I am trying to integrate this function with respect to z.
$$\frac{1}{\sqrt{2\pi}}\int_{-\infty}^{\infty}e^{-\frac{z^2}{2}(1-2s)+tz}dz$$ The answer book is telling me it should be:
$$\sqrt{\frac{2 \pi}{1-2s}}$$
If someone has any idea how that's possible that would be awesome! Thanks.
On
You can refer to standard tables of gaussian integrals to get the answer. Typically when solving these types of problems you say "refer to the table of integrals for this gaussian integral". The identity you need can be found on wikipedia: \begin{equation} \int_{-\infty}^{\infty}e^{-ax^2+bx+c}dx=\sqrt{\frac{\pi}{a}}e^{\frac{b^2}{4a}+c} \end{equation}
So for your integral: \begin{equation} \frac{1}{\sqrt{2\pi}}\int_{-\infty}^{\infty}e^{-\frac{(1-2s)}{2}z^2+tz}dx \end{equation}
you have $a=\frac{1-2s}{2}$, $b=t$ and $c=0$.

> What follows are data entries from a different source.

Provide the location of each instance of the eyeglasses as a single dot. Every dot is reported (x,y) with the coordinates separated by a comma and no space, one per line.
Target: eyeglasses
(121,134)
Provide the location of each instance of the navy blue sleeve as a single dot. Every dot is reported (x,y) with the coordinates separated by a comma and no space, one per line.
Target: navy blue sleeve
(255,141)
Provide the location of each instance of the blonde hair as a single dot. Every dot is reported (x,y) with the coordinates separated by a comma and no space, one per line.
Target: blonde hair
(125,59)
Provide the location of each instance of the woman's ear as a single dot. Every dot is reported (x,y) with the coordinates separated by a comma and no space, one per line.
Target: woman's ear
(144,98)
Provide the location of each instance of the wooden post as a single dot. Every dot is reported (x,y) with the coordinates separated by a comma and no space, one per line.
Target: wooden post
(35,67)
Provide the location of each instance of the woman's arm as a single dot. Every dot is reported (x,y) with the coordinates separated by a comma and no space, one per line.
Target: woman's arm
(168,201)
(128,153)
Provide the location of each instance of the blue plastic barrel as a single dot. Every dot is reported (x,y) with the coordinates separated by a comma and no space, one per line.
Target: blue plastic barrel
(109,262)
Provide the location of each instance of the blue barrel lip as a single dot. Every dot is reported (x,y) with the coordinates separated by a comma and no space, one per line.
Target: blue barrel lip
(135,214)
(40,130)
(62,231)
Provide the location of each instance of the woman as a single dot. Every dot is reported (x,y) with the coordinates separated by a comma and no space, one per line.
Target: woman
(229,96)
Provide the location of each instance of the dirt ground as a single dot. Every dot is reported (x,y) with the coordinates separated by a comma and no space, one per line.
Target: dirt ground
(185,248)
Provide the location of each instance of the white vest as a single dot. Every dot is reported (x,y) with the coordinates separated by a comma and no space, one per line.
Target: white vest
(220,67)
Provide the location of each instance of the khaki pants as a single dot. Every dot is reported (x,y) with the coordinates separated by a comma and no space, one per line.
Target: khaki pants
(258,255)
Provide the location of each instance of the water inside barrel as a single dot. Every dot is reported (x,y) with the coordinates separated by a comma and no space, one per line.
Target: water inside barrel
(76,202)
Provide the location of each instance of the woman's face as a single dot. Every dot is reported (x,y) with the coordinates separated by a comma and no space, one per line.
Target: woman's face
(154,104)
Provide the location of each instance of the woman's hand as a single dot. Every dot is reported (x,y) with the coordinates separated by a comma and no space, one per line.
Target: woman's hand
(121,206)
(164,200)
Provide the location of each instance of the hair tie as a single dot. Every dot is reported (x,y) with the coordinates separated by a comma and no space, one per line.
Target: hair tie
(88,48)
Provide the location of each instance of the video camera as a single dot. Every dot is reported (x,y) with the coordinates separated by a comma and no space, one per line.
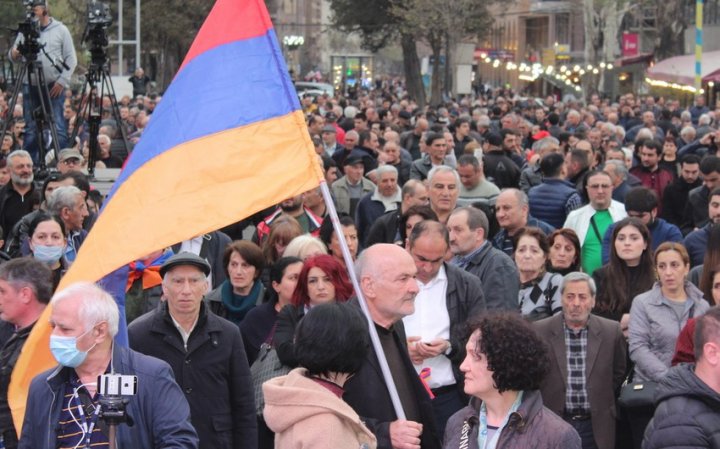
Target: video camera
(98,14)
(113,390)
(30,30)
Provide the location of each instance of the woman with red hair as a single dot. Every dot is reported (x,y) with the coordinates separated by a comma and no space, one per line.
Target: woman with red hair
(322,280)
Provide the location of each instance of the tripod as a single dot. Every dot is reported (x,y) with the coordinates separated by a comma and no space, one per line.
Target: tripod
(91,110)
(31,72)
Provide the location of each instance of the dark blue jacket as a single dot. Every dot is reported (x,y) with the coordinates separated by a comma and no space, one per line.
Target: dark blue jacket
(661,231)
(212,371)
(696,242)
(159,410)
(686,414)
(549,201)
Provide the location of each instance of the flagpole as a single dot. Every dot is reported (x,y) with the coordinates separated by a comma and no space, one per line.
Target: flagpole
(385,368)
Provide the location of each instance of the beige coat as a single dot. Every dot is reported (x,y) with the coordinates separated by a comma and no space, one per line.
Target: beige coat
(304,414)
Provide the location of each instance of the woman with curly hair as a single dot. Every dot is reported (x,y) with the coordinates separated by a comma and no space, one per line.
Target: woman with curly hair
(322,280)
(505,364)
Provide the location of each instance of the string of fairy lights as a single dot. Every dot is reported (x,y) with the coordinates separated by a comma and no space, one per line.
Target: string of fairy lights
(572,74)
(569,74)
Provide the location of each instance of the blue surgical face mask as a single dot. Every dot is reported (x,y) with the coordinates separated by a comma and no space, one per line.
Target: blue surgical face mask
(48,254)
(65,350)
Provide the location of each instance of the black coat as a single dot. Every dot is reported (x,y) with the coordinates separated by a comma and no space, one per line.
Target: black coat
(385,229)
(213,373)
(368,396)
(687,413)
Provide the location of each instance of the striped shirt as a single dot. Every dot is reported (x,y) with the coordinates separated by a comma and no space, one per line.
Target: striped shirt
(77,420)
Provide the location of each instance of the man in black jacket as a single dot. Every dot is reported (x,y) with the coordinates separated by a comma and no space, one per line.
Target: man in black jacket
(448,296)
(387,280)
(688,398)
(696,207)
(25,290)
(676,193)
(468,228)
(206,354)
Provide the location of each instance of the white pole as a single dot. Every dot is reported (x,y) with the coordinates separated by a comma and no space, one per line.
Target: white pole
(121,39)
(332,214)
(138,63)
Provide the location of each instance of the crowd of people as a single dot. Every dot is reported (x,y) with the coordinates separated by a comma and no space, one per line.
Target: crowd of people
(521,260)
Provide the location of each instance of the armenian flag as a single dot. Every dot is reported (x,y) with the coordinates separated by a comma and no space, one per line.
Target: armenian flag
(227,139)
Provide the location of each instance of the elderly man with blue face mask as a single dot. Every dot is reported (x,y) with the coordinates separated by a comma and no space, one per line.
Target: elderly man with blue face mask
(64,407)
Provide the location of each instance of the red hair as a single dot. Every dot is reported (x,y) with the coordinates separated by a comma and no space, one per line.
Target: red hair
(330,266)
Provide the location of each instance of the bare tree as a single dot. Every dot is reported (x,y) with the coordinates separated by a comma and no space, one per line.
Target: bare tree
(442,25)
(602,26)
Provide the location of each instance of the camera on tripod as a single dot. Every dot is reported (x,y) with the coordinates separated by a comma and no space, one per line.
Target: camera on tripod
(30,30)
(112,388)
(98,14)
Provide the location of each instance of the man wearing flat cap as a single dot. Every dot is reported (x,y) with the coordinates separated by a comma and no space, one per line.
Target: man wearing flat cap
(328,133)
(205,352)
(70,160)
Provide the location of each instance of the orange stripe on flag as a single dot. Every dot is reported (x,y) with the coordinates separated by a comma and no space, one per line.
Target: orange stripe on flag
(194,188)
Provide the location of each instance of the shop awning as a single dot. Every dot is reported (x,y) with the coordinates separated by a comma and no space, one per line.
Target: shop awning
(641,58)
(681,69)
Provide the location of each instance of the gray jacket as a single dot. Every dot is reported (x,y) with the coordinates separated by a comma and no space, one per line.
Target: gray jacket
(499,276)
(531,426)
(654,328)
(342,193)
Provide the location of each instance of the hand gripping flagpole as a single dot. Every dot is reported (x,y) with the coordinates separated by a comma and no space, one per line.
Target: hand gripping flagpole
(332,213)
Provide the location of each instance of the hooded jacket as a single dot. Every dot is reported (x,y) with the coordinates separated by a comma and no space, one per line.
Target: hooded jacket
(654,328)
(304,414)
(687,413)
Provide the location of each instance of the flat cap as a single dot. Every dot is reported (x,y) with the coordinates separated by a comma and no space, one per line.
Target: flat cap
(185,258)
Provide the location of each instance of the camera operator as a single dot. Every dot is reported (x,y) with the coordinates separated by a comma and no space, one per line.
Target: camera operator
(63,402)
(58,60)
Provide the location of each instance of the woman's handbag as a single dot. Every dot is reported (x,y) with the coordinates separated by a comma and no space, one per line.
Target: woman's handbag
(267,366)
(637,394)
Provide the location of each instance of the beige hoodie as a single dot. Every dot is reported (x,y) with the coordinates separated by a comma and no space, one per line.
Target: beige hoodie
(304,414)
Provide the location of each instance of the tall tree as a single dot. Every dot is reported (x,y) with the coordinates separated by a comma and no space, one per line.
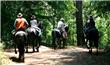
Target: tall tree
(79,23)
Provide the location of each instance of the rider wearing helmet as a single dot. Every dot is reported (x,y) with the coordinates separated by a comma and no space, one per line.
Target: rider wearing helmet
(34,24)
(61,25)
(20,23)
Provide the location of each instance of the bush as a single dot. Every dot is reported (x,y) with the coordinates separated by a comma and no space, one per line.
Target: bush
(4,60)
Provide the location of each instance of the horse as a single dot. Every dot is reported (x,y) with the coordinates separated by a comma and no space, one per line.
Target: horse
(34,38)
(20,39)
(92,36)
(59,37)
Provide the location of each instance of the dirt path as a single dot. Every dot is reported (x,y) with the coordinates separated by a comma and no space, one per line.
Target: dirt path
(69,56)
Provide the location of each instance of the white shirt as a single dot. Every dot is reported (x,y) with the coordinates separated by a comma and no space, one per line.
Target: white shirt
(33,23)
(60,24)
(23,19)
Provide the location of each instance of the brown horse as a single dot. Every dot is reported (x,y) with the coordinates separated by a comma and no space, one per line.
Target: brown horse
(20,39)
(59,37)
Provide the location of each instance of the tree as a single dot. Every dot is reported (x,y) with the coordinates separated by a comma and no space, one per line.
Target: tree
(79,23)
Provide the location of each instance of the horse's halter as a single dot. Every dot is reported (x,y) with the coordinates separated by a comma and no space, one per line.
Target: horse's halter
(64,34)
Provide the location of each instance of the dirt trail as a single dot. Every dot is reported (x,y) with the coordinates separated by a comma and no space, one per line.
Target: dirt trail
(69,56)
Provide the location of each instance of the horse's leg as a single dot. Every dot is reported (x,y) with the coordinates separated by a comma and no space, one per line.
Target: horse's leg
(14,40)
(64,41)
(90,49)
(59,43)
(34,42)
(15,50)
(38,44)
(96,45)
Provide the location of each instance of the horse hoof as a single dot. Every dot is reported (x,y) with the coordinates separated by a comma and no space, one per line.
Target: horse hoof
(15,52)
(90,52)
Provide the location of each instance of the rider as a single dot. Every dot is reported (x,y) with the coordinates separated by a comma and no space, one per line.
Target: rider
(61,25)
(34,24)
(20,23)
(89,24)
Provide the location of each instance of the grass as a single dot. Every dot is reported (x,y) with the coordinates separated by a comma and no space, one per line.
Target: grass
(4,60)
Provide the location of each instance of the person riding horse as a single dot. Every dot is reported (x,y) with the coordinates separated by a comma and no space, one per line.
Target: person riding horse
(20,36)
(34,24)
(89,24)
(20,23)
(34,34)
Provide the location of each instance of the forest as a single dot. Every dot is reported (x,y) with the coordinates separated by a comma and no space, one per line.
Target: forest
(50,13)
(75,14)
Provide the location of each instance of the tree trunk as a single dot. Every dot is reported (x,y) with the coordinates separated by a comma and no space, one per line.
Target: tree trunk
(79,23)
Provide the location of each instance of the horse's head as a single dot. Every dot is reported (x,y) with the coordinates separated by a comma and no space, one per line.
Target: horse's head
(20,35)
(32,32)
(40,25)
(65,31)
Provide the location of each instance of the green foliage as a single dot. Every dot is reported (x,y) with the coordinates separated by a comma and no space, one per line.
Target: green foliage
(4,60)
(47,11)
(50,12)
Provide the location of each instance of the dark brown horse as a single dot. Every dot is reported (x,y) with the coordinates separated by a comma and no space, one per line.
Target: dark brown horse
(20,40)
(59,37)
(33,38)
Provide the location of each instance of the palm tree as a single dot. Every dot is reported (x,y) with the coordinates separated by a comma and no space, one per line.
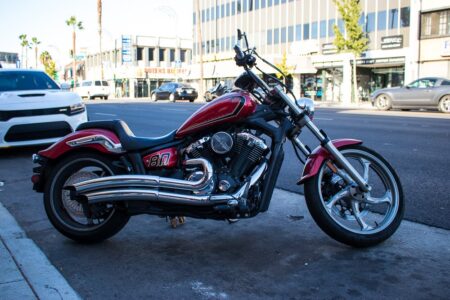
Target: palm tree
(35,42)
(72,22)
(25,44)
(99,14)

As such your solution is: \begin{equation} \sqrt{\frac{1}{1-2s}}e^{\frac{t^2}{2(1-2s)}} \end{equation}
This has the same form as the answer you provide, however, differs by a multiplicative factor. Either the book is missing this factor or there could be a mistake earlier in your math.
Note that the integral is of the form:
$$\int_{-\infty}^{\infty}e^{-a\phi^2}d\phi=\sqrt{\frac{\pi}{a}}$$
And if you substitute again with $$\phi=z-\frac{t}{1-2s}$$ You'll get the integral into the required form.